Até agora, dentre espécimes silvestres e exóticas, o Jardim Zoológico recebeu mais de 30 serpentes e outros animais, tais como tartarugas e jabutis. Segundo a Polícia Militar Ambiental, dentre as apreendidas, além da Naja (popularmente conhecida como Naja de Monóculos) e da Víbora Verde, se destacam uma Cobra-Rei (king snake) albina e outras king snakes tradicionais, comuns nos Estados Unidos e no México. Há também espécimes de cobra-papagaio – típica da Região Amazônica – e de cascavel (réptil presente nas três Américas). Animais silvestres, como a jiboia arco-íris, também apreendida, eventualmente, poderão voltar à natureza. As serpentes exóticas, contudo, não podem ser introduzidas no meio-ambiente.

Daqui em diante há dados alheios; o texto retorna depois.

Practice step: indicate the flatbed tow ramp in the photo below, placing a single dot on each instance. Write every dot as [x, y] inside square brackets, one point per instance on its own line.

Também não há como repatriá-las, até porque não se sabe a procedência exata e há, inclusive, a suspeita de que algumas já nasceram em território brasileiro, a partir de ações do tráfico de animais que movimenta anualmente mais de R$ 20 bilhões. Internacionalmente, o tráfico de animais só não é mais rentável do que o tráfico de drogas, armas e seres humanos.
Certa vez, em visita à Alemanha, me surpreendi com o zoológico de Berlim. Em um país que enfrenta temperaturas abaixo de zero, há uma ala toda voltada a Amazônia Tropical, inclusive com tanques com piranhas, botos e jiboias. A afirmação do biólogo de sacrificar serpentes exóticas contraria toda a filosofia dos renomados zoológicos mundo afora. Instituições desse porte buscam possuir espécimes dos cinco continentes do Planeta. Não só porque propiciam uma maior atração de visitantes e turistas, mas principalmente por permitir a pesquisa científica mais ampla.
O GDF precisa pensar grande. A oportunidade é única. Muito provavelmente, o Zoológico de Brasília tornar-se-ia um dos raros no Brasil a ter condições de expor e estudar tais animais, favorecendo inclusive na retomada do turismo para a Capital Federal. O Instituto Butantã, em São Paulo, possui um único exemplar de Naja. Entretanto, em sendo de total impossibilidade a manutenção desses animais no DF, certamente outros instituições no Brasil ou no mundo teriam interesse em recebê-las. Até, quem sabe, o próprio Butantã, notabilizado pela produção de soros antiofídicos. O Ibama parece não concordar som o sacrifício dos animais. Afinal, fazer, como disse o biólogo, a eutanásia nelas – termo que consideramos inapropriado, pois eutanásia se aplica a seres sem perspectiva de vida – demonstra total falta de visão.

Aquário
Da mesma forma, pode se agir com os animais marinhos encontrados no Riacho Fundo. Desde 2011, o GDF estuda a criação no Zoológico de um aquário. Os dois tubarões e a enguia aprendida poderiam ser o embrião desse projeto. Em Orlando, a Disney reconstituiu a Floresta Amazônica. O mesmo fez a cidade de Vancouver, no gélido Canadá. Lisboa também construiu um grande aquário, onde os visitantes passeiam por de baixo dos animais, inclusive sul-americanos. Porque não trazer umas gotinhas do mar pro Planalto Central?
Darcy Ribeiro defendia a criação em Brasília de um Museu Natural. Infelizmente, a ideia nunca saiu do papel. Além das contribuições científicas e educativas, uma iniciativa deste porte poderia incrementar o turismo no Distrito Federal. Brasília carece de um espaço como esse. Melhor ainda, se esse espaço for vivo, não apenas composto por fósseis e esqueletos. Além disso, o Zoológico com essas iniciativas pode pensar mais alto. Porque não uma Faculdade de Zoologia? Ideias e propostas não faltam. O que não se pode é se render a soluções cruéis e simplistas como matar os animais recuperados.